Now owned by Joe Walshe of Tipapakuku, the tractor is "pretty special," he says.
"I don't think there would be anyone out there with a tractor of this age which has been in their family since new," he said.
Joe's father bought the Farmall new in 1932 when he gave up using horses for work on his Umutaoroa farm.
"My grandfather sat on it for a photo, but he was a horses man, never had a driver's licence and never drove the tractor," Joe said.
In the 1940s Joe's cousin Terry, now 94, drove the Farmall to press hay.
"I lived at Tataramoa and had a little Model A truck I'd drive to Umutaoroa to do the hay," he said. "The Farmall was very reliable, but I needed a sack over the iron seat. It wasn't comfortable."
"It was a real reliable workhorse," Joe said. "When I was young in the 1940s when the electricity went off, as it did quite often in those days, the Farmall would be hooked up to the milking plant and farmers brought their cows to our place to milk.
"We had the biggest herd around then, about 100, but up to five herds could go through the shed when the power went out. The farmers would collect the milk in cans and take it back home for collection." Terry now lives in Palmerston North but was back in Dannevirke last week to admire the restoration work his cousin Joe had put into the tractor, which began in 1990.
"It had seized up and my father said I could have it if I got it going again," Joe said. "I re-registered it in 1990 and it's been a challenge to keep it going because it's pretty hard to get parts now. In 1998 it burst its manifold and I had to wait for a new part to come from the United States. Many of the old mechanics and engineers who worked on it have gone now."
Joe said the restoration has been a labour of love.
"We used an endless chain to haul out the motor and I had a block of wood adapted to tap out the pistons," he said. "I've have to do that every day to unseize them." But 86 years on, the old Farmall runs well and Joe still uses the original crank handle to start it up.

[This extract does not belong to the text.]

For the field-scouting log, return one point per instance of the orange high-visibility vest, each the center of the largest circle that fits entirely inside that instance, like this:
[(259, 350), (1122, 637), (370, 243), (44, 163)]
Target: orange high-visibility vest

The tractor was in a number of Dannevirke Christmas parades, the first in 1991 when it saved the day for the Dannevirke Volunteer Fire Brigade.
"The brigade was giving kids at the Services and Citizens Club picnic rides when an underground water course collapsed," Joe said.
"The Christmas parade had just finished, so they asked me to help out by hauling the fire engine to safety."
Today, the Farmall looks as good as the day it first arrived at the Walshe farm 86 years ago.